In this hypothetical case, how does the market resolve?
@Bayesian Are you referring to a break through that solves continual learning in satisfactory way? I personally think that continual learning won’t be solved in a satisfactory way until sometime in 2027.
@MaxLennartson 4. A paper claiming to have a really good result isn't enough (like the Titans paper). The breakthrough must be widely accepted as legitimate and there should be publicly accessible models that use it
@Bayesian it seems like in-context learning just does not lead to the kinds improvements in model capabilities you get from training. I strongly believe it will take new techniques to bridge that gap. However, if what you’re saying happen I would not resolve it yes because it seems like the techniques involved could not be considered a “breakthrough”. Gradual progress in improving continual learning is fine as long as their related to a new fundamental innovation, not just “here’s a slightly better model scaffold” https://epoch.ai/publications/earthborne-rangers-benchmark
Here is there most recent update: https://open.substack.com/pub/aifutures1/p/ai-futures-model-dec-2025-update?r=6lp84s&utm_medium=ios. Daniel and Eli think that the scenario as laid out will basically be the same except that it will happen a few years later.
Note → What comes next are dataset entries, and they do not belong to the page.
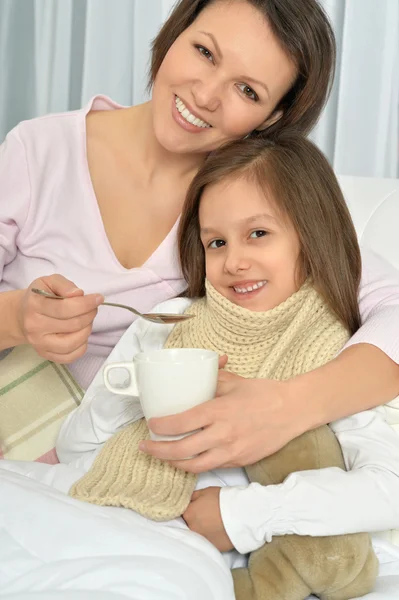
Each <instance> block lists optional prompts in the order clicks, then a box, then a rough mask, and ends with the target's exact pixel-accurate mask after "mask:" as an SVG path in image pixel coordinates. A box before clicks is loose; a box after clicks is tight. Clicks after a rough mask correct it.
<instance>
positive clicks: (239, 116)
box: [152, 0, 297, 154]
mask: <svg viewBox="0 0 399 600" xmlns="http://www.w3.org/2000/svg"><path fill="white" fill-rule="evenodd" d="M296 75H297V71H296V67H295V65H294V64H293V62H292V61H291V59H290V58H289V57H288V56H287V55H286V54H285V52H284V51H283V49H282V48H281V46H280V44H279V42H278V40H277V39H276V37H275V36H274V35H273V33H272V31H271V29H270V27H269V24H268V23H267V21H266V19H265V17H264V16H263V15H262V14H261V13H260V12H259V11H258V10H257V9H256V8H254V7H253V6H252V5H251V4H249V3H248V2H246V0H219V1H217V2H214V3H212V4H211V5H210V6H209V7H207V8H205V9H204V10H203V11H202V12H201V13H200V14H199V16H198V18H197V19H196V20H195V21H194V23H193V24H192V25H191V26H190V27H188V29H186V30H185V31H184V32H183V33H182V34H181V35H180V36H179V37H178V38H177V40H176V41H175V43H174V44H173V45H172V46H171V48H170V49H169V51H168V53H167V54H166V56H165V59H164V61H163V63H162V65H161V67H160V69H159V71H158V74H157V76H156V78H155V82H154V89H153V98H152V110H153V123H154V130H155V135H156V137H157V139H158V141H159V143H160V144H161V145H162V146H163V147H164V148H165V149H166V150H168V151H170V152H176V153H199V154H203V153H208V152H210V151H212V150H215V149H216V148H218V147H220V146H221V145H222V144H224V143H225V142H227V141H230V140H233V139H238V138H242V137H244V136H245V135H247V134H248V133H249V132H251V131H253V130H254V129H258V128H264V127H265V126H266V125H267V123H268V122H269V124H270V123H271V122H273V120H275V118H276V116H278V115H277V114H273V111H274V109H275V107H276V105H277V104H278V102H279V101H280V100H281V98H282V97H283V96H284V95H285V94H286V92H287V91H288V90H289V89H290V87H291V86H292V84H293V82H294V81H295V78H296Z"/></svg>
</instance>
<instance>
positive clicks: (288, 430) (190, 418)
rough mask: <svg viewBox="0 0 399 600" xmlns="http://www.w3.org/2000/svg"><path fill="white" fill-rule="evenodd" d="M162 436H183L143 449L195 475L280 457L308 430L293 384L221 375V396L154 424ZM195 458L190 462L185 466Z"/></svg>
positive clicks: (239, 466) (167, 417) (153, 421)
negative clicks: (182, 437) (248, 378)
mask: <svg viewBox="0 0 399 600" xmlns="http://www.w3.org/2000/svg"><path fill="white" fill-rule="evenodd" d="M149 426H150V428H151V430H152V431H154V432H155V433H158V434H160V435H179V434H183V433H187V432H189V431H193V430H195V429H199V428H202V430H201V431H199V432H198V433H194V434H192V435H190V436H187V437H185V438H183V439H182V440H178V441H174V442H153V441H150V440H146V441H143V442H141V444H140V448H141V449H142V450H143V451H145V452H147V453H148V454H151V455H152V456H155V457H158V458H160V459H163V460H167V461H168V462H170V463H171V464H173V465H174V466H176V467H178V468H181V469H183V470H184V471H189V472H192V473H202V472H204V471H209V470H211V469H216V468H221V467H243V466H245V465H250V464H252V463H254V462H256V461H258V460H260V459H261V458H264V457H265V456H268V455H270V454H273V453H274V452H277V450H279V449H280V448H282V447H283V446H285V445H286V444H287V443H288V442H289V441H291V440H292V439H293V438H295V437H296V436H298V435H300V434H301V433H302V432H303V431H305V430H306V428H307V427H306V425H304V424H303V419H301V415H300V403H296V402H295V398H294V400H292V393H291V390H290V386H289V382H288V381H287V382H281V381H273V380H268V379H244V378H243V377H239V376H237V375H233V374H232V373H228V372H225V371H221V372H220V373H219V382H218V388H217V395H216V397H215V398H214V399H213V400H210V401H209V402H205V403H204V404H201V405H199V406H196V407H194V408H192V409H190V410H187V411H185V412H183V413H180V414H177V415H171V416H168V417H162V418H157V419H151V420H150V422H149ZM187 456H193V457H194V458H191V459H189V460H182V459H184V458H185V457H187Z"/></svg>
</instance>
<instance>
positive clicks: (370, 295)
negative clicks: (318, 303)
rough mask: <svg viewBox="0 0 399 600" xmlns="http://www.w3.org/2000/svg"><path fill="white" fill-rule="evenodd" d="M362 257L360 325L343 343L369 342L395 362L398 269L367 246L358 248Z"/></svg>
mask: <svg viewBox="0 0 399 600" xmlns="http://www.w3.org/2000/svg"><path fill="white" fill-rule="evenodd" d="M362 260H363V272H362V281H361V285H360V292H359V304H360V314H361V319H362V326H361V328H360V329H359V330H358V331H357V332H356V333H355V335H354V336H352V338H351V339H350V340H349V342H348V343H347V345H346V346H345V347H346V348H347V347H348V346H352V345H354V344H361V343H366V344H372V345H373V346H376V347H377V348H380V349H381V350H382V351H383V352H385V354H387V355H388V356H389V357H390V358H392V360H394V361H395V362H396V363H398V364H399V271H397V270H396V269H395V268H394V267H393V266H391V265H390V264H389V263H388V262H386V261H385V260H384V259H382V258H381V257H380V256H378V255H377V254H375V253H374V252H372V251H371V250H369V249H368V248H363V249H362Z"/></svg>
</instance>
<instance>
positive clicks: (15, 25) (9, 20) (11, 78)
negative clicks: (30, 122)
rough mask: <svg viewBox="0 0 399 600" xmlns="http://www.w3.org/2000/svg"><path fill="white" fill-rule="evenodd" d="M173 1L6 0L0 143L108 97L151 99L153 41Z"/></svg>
mask: <svg viewBox="0 0 399 600" xmlns="http://www.w3.org/2000/svg"><path fill="white" fill-rule="evenodd" d="M174 2H175V0H0V141H1V140H2V139H3V138H4V136H5V134H6V133H7V131H9V130H10V129H11V128H12V127H13V126H14V125H16V124H17V123H18V122H19V121H21V120H23V119H29V118H31V117H35V116H39V115H43V114H46V113H49V112H61V111H66V110H72V109H76V108H80V107H81V106H82V105H83V104H84V103H86V102H87V101H88V100H89V99H90V97H91V96H93V95H95V94H98V93H102V94H106V95H109V96H111V97H112V98H113V99H114V100H116V101H117V102H120V103H121V104H126V105H131V104H134V103H138V102H141V101H143V100H144V99H145V97H146V96H145V88H146V84H147V70H148V61H149V55H150V53H149V49H150V43H151V40H152V39H153V38H154V37H155V35H156V33H157V31H158V30H159V27H160V26H161V24H162V23H163V21H164V20H165V19H166V17H167V15H168V13H169V11H170V9H171V8H172V6H173V4H174Z"/></svg>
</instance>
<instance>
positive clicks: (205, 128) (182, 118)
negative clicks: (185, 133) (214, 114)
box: [172, 95, 209, 133]
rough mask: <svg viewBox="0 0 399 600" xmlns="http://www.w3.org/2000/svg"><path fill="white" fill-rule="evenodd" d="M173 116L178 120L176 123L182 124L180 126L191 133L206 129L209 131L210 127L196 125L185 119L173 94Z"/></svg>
mask: <svg viewBox="0 0 399 600" xmlns="http://www.w3.org/2000/svg"><path fill="white" fill-rule="evenodd" d="M172 117H173V119H174V120H175V121H176V123H177V124H178V125H180V127H182V128H183V129H185V130H186V131H188V132H190V133H204V131H209V128H207V127H197V126H196V125H193V124H192V123H189V122H188V121H186V119H184V117H182V116H181V114H180V113H179V111H178V110H177V107H176V100H175V95H173V98H172Z"/></svg>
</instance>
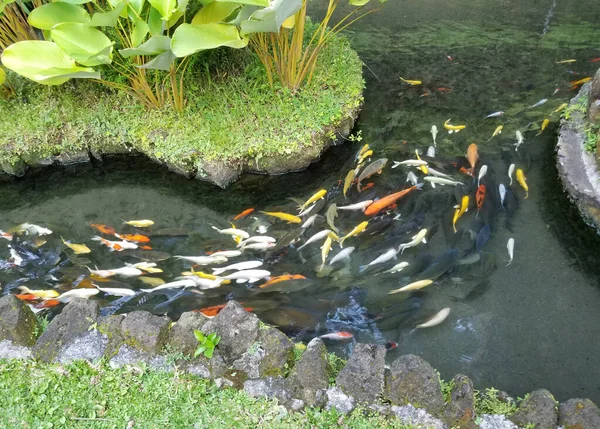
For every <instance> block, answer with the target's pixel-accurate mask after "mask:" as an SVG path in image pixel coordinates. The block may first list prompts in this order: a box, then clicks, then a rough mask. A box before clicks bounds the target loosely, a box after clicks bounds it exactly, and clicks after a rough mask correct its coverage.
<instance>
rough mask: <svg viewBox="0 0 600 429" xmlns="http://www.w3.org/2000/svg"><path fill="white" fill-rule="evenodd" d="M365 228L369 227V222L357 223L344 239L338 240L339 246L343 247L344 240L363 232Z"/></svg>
mask: <svg viewBox="0 0 600 429" xmlns="http://www.w3.org/2000/svg"><path fill="white" fill-rule="evenodd" d="M367 226H369V221H364V222H361V223H359V224H358V225H357V226H356V227H355V228H354V229H353V230H352V231H350V232H349V233H348V234H346V235H345V236H344V237H342V239H341V240H340V246H342V247H343V245H344V241H345V240H347V239H348V238H350V237H355V236H357V235H358V234H360V233H361V232H363V231H364V230H365V229H367Z"/></svg>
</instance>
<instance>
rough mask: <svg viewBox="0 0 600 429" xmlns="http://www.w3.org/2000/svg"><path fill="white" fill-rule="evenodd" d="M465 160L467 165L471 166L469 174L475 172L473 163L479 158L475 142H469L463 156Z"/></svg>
mask: <svg viewBox="0 0 600 429" xmlns="http://www.w3.org/2000/svg"><path fill="white" fill-rule="evenodd" d="M465 158H467V161H469V165H470V166H471V176H472V175H473V174H475V164H476V163H477V160H478V159H479V151H478V150H477V145H476V144H475V143H471V144H470V145H469V147H468V148H467V155H466V156H465Z"/></svg>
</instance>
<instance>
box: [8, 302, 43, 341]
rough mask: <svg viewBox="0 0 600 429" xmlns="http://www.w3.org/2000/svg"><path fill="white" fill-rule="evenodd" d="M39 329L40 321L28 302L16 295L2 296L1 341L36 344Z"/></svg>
mask: <svg viewBox="0 0 600 429" xmlns="http://www.w3.org/2000/svg"><path fill="white" fill-rule="evenodd" d="M39 329H40V323H39V322H38V320H37V318H36V317H35V314H33V312H32V311H31V309H30V308H29V306H28V305H27V304H25V303H24V302H23V301H21V300H20V299H19V298H17V297H16V296H14V295H6V296H3V297H2V298H0V341H2V340H8V341H11V342H12V343H13V344H15V345H18V346H26V347H29V346H32V345H33V344H35V340H36V332H38V331H39Z"/></svg>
Daniel pointed out that things appear to be 1 year behind the original scenario. As of right now Daniel thinks things will start to unfold in 2029 while Eli thinks things will start to unfold in 2030.
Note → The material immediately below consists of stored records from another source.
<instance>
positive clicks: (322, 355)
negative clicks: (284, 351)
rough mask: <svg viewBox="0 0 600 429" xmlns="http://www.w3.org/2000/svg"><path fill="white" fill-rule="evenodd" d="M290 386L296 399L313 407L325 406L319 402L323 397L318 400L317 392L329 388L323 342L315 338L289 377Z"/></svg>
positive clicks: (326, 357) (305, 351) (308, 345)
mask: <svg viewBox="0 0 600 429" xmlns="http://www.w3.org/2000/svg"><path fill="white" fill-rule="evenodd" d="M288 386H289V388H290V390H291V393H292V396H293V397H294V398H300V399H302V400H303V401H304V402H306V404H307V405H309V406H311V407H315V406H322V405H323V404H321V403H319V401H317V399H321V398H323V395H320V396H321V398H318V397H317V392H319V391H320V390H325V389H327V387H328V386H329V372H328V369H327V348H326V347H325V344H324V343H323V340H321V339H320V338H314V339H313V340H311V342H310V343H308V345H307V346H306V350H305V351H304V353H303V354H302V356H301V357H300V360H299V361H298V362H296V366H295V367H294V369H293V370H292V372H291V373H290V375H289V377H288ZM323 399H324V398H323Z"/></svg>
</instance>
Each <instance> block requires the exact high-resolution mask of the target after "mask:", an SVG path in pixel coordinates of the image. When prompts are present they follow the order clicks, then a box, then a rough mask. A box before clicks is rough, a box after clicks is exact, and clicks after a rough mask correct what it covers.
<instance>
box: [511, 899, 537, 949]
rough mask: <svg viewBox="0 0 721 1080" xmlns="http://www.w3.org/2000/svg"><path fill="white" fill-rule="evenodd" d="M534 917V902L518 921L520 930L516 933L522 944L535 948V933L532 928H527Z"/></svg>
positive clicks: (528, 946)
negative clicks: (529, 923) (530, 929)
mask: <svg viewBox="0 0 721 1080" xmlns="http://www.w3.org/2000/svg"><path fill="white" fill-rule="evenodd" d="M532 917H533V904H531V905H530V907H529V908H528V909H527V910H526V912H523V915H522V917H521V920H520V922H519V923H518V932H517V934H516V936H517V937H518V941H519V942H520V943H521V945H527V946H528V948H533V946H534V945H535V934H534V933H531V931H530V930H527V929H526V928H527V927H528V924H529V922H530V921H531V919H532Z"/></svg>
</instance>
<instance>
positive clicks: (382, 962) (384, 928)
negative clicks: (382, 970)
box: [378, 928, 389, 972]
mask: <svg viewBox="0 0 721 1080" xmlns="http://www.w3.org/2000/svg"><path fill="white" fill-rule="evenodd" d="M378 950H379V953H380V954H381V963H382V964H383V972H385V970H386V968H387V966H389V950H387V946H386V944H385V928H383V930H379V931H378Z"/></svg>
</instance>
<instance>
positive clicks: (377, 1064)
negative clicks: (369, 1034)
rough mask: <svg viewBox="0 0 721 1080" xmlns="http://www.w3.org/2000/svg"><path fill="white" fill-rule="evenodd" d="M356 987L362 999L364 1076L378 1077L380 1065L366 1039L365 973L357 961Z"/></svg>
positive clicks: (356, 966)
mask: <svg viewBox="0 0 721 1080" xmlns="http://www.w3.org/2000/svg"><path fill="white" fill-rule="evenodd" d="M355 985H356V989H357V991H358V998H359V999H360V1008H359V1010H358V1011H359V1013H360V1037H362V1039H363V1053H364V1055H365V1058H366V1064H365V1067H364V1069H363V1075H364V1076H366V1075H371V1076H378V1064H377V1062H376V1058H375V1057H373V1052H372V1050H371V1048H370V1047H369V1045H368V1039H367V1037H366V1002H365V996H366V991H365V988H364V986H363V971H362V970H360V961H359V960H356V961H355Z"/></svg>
@JoshYou I saw you voted no for a major breakthrough in LLM continual learning before 2027 but in another market you voted yes, that a breakthrough would occur. Do you think their be a breakthrough or not?
@JoshYou I apologize but I am still confused. It is probably just me but the the question criteria seem similar to me. How is the question meaningful different?
@MaxLennartson he didn’t provide a specific definition of continual learning, whereas my continual learning definition specifically requires models learning better from context at inference time.
His definition might include any model that can be continuously trained without catastrophic forgetting, which I don’t consider true continual learning
@JaundicedBaboon I am sorry but I am still a bit confused. In the “market context” it says “Continual learning in large language models (LLMs) refers to the ability of a model to acquire new information and skills over time without "catastrophic forgetting,". You don’t consider “any model that can be continuously trained without catastrophic forgetting” to be true continual learning. Should I not be that much attention to what the “market context” says?
@JaundicedBaboon Here is mr Mimi’s definition: "A significant advance in continual learning": The model should be able to remember facts or skills learned over a long period of time like a human. It should not make egregious errors related to memory that current bots in the AI village regularly commit.
@MaxLennartson if we basically solve the learning problem through much better in-context learning, I would guess mino resolves yes.
@MaxLennartson @JaundicedBaboon Do think this is a fair assessment that both definitions are different from each other?